A key measure is the addition of a $350-million "reverse break-up fee" which NYSE Euronext would receive if the proposal fails to win required antitrust or competition approvals.
The exchange operators also announced they had secured committed financing of $3.8 billion to fund the buyout.
Their bid values NYSE Euronext at $42.67 per share as of Monday's market close, they said, a 21 per cent premium over Deutsche Boerse's rival bid valued at $35.29 per share.
"The NASDAQ OMX/ICE proposal remains superior by a significant and inescapable margin," the companies said.
The proposed acquisition of markets in New York, Brussels, Paris, Amsterdam and Lisbon would keep Wall Street's fabled exchange under US ownership.
If the bid is successful, NYSE Euronext would be broken up, with its Liffe derivatives business going to ICE while NASDAQ OMX -- best known for trading the world's leading technology firms -- would take control of the stock markets in New York, Paris, Brussels, Amsterdam and Lisbon.
The bid is also a play to US nationalist sentiment, after the Deutsche Boerse move sparked complaints that the New York Stock Exchange, an icon of American capitalist might known to television viewers around the world for its hectic trading floor, would come under the control of foreigners.
"The combined company would incorporate the iconic NYSE name and floor and strengthen investor confidence in US equity markets, which have been shaken by fragmentation," NASDAQ OMX and ICE said.
"In addition, NYSE Euronext stockholders will benefit from the transaction?s cash component as well as a meaningful participation in a newly combined ICE/Liffe derivatives business that will preserve competition in the European Union."
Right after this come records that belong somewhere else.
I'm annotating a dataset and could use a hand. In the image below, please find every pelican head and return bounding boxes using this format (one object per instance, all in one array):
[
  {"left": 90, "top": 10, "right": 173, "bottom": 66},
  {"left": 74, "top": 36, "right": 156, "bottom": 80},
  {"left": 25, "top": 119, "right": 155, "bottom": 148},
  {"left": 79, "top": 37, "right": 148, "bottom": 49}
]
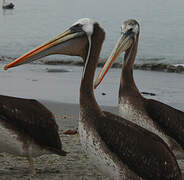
[
  {"left": 4, "top": 18, "right": 96, "bottom": 70},
  {"left": 94, "top": 19, "right": 140, "bottom": 88}
]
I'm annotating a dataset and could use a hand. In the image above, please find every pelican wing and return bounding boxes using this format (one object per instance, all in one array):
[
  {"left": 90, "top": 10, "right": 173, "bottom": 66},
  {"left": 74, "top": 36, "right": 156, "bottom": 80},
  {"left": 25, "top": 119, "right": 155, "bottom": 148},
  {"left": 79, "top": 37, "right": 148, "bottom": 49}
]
[
  {"left": 0, "top": 95, "right": 64, "bottom": 153},
  {"left": 145, "top": 99, "right": 184, "bottom": 148},
  {"left": 96, "top": 112, "right": 180, "bottom": 179}
]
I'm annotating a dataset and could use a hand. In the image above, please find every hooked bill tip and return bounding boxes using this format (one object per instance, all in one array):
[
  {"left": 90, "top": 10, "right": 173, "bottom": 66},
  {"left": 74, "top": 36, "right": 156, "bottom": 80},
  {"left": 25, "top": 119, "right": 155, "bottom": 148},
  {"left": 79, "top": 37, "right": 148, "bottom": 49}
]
[{"left": 4, "top": 65, "right": 8, "bottom": 71}]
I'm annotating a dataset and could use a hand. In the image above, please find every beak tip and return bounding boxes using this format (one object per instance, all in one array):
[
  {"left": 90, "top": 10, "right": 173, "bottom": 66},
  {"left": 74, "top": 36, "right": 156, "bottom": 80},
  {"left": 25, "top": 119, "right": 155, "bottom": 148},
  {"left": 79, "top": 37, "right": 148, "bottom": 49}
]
[
  {"left": 4, "top": 65, "right": 8, "bottom": 71},
  {"left": 93, "top": 82, "right": 99, "bottom": 89}
]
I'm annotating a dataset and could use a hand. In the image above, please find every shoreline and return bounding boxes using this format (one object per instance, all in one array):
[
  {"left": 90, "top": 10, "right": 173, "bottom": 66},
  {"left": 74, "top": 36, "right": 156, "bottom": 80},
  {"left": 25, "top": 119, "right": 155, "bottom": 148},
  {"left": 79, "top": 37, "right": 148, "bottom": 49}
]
[{"left": 0, "top": 56, "right": 184, "bottom": 73}]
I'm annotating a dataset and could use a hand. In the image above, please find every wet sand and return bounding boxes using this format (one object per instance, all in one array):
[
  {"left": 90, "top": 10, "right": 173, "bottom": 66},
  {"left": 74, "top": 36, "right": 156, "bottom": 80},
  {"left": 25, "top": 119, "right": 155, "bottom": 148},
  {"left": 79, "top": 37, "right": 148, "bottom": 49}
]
[{"left": 0, "top": 65, "right": 184, "bottom": 180}]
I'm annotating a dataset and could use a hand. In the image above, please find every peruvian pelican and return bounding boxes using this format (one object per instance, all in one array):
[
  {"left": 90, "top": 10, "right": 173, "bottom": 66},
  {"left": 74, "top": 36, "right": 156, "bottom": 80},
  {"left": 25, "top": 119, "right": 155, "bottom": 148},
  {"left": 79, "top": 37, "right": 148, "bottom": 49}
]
[
  {"left": 5, "top": 18, "right": 181, "bottom": 180},
  {"left": 95, "top": 19, "right": 184, "bottom": 159}
]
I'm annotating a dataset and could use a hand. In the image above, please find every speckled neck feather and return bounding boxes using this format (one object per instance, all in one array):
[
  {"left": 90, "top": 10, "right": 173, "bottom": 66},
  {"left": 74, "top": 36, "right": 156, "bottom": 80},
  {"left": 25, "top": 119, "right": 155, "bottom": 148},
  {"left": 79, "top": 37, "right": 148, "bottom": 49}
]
[
  {"left": 119, "top": 35, "right": 139, "bottom": 95},
  {"left": 80, "top": 23, "right": 105, "bottom": 115}
]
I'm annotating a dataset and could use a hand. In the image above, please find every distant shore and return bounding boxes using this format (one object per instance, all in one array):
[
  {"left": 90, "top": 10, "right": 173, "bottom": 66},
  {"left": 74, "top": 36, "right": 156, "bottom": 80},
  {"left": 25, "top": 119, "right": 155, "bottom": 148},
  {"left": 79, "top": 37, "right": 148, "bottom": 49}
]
[{"left": 0, "top": 56, "right": 184, "bottom": 73}]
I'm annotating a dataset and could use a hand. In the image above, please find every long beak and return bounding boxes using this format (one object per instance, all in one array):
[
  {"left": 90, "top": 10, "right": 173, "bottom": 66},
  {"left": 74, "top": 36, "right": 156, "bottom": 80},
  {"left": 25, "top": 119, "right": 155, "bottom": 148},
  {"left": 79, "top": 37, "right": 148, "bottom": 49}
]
[
  {"left": 94, "top": 33, "right": 133, "bottom": 89},
  {"left": 4, "top": 29, "right": 81, "bottom": 70}
]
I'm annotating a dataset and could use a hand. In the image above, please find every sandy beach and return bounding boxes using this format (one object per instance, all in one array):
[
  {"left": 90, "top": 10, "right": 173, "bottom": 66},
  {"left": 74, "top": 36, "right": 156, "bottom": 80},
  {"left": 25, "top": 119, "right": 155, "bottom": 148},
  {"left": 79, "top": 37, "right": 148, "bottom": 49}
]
[{"left": 0, "top": 64, "right": 184, "bottom": 180}]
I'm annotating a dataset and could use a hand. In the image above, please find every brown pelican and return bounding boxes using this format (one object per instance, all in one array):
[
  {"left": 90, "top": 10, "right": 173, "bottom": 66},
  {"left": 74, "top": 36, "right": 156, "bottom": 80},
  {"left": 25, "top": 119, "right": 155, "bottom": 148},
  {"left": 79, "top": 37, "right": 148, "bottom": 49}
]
[
  {"left": 0, "top": 95, "right": 66, "bottom": 174},
  {"left": 95, "top": 20, "right": 184, "bottom": 159},
  {"left": 5, "top": 18, "right": 181, "bottom": 180}
]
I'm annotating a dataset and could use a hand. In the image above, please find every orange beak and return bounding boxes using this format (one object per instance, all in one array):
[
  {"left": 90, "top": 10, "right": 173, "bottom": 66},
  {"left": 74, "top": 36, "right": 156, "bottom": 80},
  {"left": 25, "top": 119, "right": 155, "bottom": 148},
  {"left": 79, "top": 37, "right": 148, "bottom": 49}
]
[
  {"left": 94, "top": 34, "right": 133, "bottom": 89},
  {"left": 4, "top": 29, "right": 78, "bottom": 70}
]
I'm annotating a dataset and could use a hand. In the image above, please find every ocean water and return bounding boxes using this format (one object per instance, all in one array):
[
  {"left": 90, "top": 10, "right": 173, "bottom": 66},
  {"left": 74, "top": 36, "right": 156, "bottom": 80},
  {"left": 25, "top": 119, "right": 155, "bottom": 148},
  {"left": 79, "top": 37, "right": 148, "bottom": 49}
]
[{"left": 0, "top": 0, "right": 184, "bottom": 64}]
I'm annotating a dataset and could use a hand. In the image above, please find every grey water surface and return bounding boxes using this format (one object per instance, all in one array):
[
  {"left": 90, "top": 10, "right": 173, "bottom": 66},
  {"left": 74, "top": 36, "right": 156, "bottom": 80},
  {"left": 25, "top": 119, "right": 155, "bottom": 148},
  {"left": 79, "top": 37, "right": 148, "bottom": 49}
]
[{"left": 0, "top": 0, "right": 184, "bottom": 64}]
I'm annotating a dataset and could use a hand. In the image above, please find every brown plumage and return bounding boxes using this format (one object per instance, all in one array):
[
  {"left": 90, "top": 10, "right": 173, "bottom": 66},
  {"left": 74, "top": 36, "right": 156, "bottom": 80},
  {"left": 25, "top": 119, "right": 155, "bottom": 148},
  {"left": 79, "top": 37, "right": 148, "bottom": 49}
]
[
  {"left": 5, "top": 18, "right": 181, "bottom": 180},
  {"left": 0, "top": 95, "right": 66, "bottom": 155},
  {"left": 96, "top": 19, "right": 184, "bottom": 159}
]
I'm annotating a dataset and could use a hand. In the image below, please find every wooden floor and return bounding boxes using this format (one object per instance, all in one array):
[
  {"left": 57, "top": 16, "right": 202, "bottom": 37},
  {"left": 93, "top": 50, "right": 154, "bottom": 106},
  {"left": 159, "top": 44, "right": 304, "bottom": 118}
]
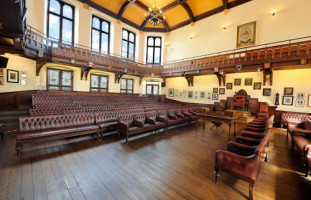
[{"left": 0, "top": 122, "right": 311, "bottom": 200}]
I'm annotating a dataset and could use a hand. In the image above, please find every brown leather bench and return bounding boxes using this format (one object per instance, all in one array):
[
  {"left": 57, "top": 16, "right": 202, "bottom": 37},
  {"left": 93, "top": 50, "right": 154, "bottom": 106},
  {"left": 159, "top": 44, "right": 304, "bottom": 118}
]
[{"left": 16, "top": 113, "right": 100, "bottom": 153}]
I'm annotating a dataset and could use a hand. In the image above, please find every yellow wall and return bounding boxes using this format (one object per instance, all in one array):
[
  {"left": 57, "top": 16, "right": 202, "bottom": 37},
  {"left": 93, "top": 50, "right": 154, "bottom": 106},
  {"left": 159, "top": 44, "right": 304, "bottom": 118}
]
[
  {"left": 165, "top": 0, "right": 311, "bottom": 61},
  {"left": 26, "top": 0, "right": 166, "bottom": 62},
  {"left": 163, "top": 69, "right": 311, "bottom": 113}
]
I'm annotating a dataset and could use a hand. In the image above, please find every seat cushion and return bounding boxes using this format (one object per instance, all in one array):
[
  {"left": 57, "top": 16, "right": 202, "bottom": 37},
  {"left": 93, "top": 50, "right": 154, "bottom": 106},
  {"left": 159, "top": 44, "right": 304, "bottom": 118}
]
[{"left": 16, "top": 125, "right": 98, "bottom": 141}]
Robert Greifeld, chief executive of NASDAQ OMX, said the moves should "eliminate any concerns that the NYSE Euronext Board has about engaging in discussions with us."
"It's time to allow a reasonable and expeditious diligence process to begin."
NYSE Euronext acknowledged it had received the merger proposal which the board will review "in due course."
Deutsche Boerse declined to comment.
Deutsche Boerse and NYSE Euronext announced February 15 they would merge to create the world's biggest exchange by revenues and a major player in derivatives trading across two continents.
While both parties emphasized a merger of equals, the combined Netherlands-incorporated firm would be owned 60 per cent by existing Deutsche Boerse shareholders and 40 per cent by NYSE Euronext shareholders, and the German company would dominate the new board.